Hints would be appreciated. (And if anyone knows how to indent this box, please go ahead) -- Neels (talk) 14:18, 6 April 2011 (UTC)

You are confusing natural frequency and cut-off frequency (note: if you look at the phase of the transfer function, I think you'll clearly see that it crosses -90 degrees closer to the expected location). The system has an undamped natural frequency that is sometimes confused with the typical definition of cutoff frequency. As the second-order system becomes damped, its initial tendency to oscillate at its natural frequency is still evident, but those oscillates die out quickly and appear to oscillate more slowly.
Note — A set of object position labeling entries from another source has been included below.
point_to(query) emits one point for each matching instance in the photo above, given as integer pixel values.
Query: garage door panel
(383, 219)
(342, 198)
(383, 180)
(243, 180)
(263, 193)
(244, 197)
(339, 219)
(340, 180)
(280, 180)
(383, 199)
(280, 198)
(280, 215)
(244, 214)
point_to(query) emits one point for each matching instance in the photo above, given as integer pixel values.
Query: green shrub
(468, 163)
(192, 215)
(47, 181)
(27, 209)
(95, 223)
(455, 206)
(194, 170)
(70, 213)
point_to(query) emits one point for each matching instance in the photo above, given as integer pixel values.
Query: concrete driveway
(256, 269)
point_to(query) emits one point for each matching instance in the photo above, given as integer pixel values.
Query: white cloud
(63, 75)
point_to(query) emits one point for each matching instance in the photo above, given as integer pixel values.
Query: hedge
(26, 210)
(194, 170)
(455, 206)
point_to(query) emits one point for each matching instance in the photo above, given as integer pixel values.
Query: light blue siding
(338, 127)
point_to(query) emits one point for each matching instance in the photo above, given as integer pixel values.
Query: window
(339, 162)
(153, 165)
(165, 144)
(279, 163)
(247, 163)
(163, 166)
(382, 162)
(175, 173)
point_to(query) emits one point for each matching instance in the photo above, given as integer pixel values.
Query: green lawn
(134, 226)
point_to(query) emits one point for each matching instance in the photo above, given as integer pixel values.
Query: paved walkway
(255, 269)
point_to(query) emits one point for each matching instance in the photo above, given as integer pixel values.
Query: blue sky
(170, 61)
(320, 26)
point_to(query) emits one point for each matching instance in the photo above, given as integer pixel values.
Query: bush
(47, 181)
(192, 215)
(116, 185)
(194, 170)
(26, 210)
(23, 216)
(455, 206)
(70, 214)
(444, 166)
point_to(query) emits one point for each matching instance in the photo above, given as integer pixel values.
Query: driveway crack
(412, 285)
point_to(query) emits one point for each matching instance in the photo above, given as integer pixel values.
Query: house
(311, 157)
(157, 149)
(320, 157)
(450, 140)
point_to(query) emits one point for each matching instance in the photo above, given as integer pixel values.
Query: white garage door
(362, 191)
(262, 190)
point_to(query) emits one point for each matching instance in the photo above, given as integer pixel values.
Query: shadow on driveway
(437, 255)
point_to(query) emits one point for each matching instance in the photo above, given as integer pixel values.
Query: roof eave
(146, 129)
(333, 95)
Consequently, the cutoff frequency of the system shifts toward lower frequencies. —TedPavlic (talk/contrib/@) 17:39, 17 May 2011 (UTC)

For more information about natural frequency (damped and undamped) and resonant frequency (which is a frequency of maximum gain), you should see the article on Damping. —TedPavlic (talk/contrib/@) 18:07, 17 May 2011 (UTC)

Transfer function

It'd probably be useful to list the transfer function here. 68.6.101.96 06:46, 19 May 2006 (UTC)

${\displaystyle H(s)={\frac {V_{out}(s)}{V_{in}(s)}}={\frac {R_{1}R_{2}}{R_{1}Z_{1}+Z_{1}Z_{2}+Z_{2}R_{1}+R_{1}R_{2}}}}$

where the Z's are the s-domain impedances of the capacitors.

I think thats correct. Fresheneesz 22:57, 19 May 2006 (UTC)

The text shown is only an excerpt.